A simplified employee pension is actually a traditional IRA that has some special rules. These rules allow small businesses and self-employed people to use SEPs to fund retirement savings. The contribution limit when you are self-employed depends on how much in earnings your business produces.
Maximum SEP Contribution
As of 2013, the maximum amount you can put into a SEP IRA each year is $51,000. The annual limit is adjusted by the Internal Revenue Service periodically. Contributions are tax-deductible. Your actual limit depends on your income. When figuring your SEP contribution limit, count only income from self-employment. Do not include any salary from another job if you are an employee there, and don't count investment or interest income.
Adjusted Net Earnings
To calculate your SEP contribution limit for self-employment, first determine your adjusted net earnings. These are equal to the business revenues minus all deductible business expenses. Net earnings must be adjusted by subtracting one-half of your self-employment tax, meaning your combined Social Security and Medicare taxes. As of 2013, self-employment tax is 15.3 percent of net earnings, so reduce your net earnings by one-half of 15.3 percent, or 7.65 percent. The easy way to do this is to multiply net earnings by 92.35 percent.
Your SEP Limit
You can contribute up to 20 percent of your adjusted net earnings from self-employment to a SEP IRA or the yearly dollar limit, whichever is less.
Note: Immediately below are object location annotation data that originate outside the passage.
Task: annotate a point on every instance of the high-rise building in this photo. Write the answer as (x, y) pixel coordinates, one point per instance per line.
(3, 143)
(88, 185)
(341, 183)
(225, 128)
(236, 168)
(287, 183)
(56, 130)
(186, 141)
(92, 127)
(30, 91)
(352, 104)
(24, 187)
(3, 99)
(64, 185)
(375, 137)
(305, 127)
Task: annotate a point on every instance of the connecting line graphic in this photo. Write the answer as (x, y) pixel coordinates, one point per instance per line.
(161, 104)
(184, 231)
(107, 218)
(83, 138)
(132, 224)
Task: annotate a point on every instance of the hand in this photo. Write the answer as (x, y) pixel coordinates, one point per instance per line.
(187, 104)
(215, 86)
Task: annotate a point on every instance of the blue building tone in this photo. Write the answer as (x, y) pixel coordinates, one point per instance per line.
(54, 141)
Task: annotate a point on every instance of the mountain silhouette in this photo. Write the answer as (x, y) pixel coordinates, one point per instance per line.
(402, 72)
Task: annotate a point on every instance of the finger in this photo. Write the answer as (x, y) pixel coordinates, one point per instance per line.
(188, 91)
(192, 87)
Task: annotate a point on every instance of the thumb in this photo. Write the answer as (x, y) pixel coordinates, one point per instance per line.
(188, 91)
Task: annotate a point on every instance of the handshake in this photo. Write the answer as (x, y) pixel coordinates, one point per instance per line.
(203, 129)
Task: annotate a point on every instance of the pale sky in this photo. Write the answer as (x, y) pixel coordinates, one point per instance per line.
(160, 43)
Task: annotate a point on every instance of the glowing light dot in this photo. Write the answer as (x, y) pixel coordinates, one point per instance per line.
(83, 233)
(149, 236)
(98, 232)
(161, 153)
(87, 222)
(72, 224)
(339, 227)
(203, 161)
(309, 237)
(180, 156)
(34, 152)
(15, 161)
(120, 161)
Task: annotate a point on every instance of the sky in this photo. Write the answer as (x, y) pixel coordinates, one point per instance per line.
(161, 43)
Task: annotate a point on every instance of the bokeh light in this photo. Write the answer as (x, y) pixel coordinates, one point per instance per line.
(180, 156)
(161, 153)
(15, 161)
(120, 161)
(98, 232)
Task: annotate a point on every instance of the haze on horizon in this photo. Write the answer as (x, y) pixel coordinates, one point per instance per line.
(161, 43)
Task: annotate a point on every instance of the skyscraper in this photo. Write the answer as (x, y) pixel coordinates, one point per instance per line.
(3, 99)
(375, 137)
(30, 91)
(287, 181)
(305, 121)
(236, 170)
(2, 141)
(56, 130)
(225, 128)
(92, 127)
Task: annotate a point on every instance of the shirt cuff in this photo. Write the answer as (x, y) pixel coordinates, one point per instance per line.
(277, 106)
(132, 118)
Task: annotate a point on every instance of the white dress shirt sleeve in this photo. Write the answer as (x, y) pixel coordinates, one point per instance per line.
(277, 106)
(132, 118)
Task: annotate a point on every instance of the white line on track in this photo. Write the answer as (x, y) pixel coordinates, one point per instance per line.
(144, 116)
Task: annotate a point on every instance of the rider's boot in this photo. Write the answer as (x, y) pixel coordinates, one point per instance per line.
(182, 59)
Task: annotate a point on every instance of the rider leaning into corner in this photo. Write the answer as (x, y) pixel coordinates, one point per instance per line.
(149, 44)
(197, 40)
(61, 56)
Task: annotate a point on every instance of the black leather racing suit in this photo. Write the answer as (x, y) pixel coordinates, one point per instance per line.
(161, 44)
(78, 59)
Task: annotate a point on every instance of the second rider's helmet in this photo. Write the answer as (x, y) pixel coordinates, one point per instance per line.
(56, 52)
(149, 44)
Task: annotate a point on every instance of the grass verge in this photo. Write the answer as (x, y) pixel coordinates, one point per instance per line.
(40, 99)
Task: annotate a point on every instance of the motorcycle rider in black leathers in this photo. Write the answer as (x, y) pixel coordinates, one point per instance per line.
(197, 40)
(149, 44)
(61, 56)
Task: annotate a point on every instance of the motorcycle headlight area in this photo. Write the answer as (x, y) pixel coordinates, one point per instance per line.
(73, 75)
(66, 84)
Suppose your net earnings total $200,000. Multiply by 92.35 percent to find the adjusted net earnings of $184,700. Multiply $184,700 by 20 percent to find your SEP contribution limit of $36,940.
SEPs and Salaries
Use the self-employment method to figure your SEP contribution limit only if your business does not pay you a salary as an employee. This is the case for sole proprietorships, partnerships and some limited liability companies. If you are owner of a business such as a C or S corporation and get a salary, calculate your SEP contribution limit as an employee. The company makes the contribution on your behalf, up to the annual dollar limit or 25 percent of your salary. For example, if you are paid $160,000 a year, the business can add up to $40,000 to your SEP.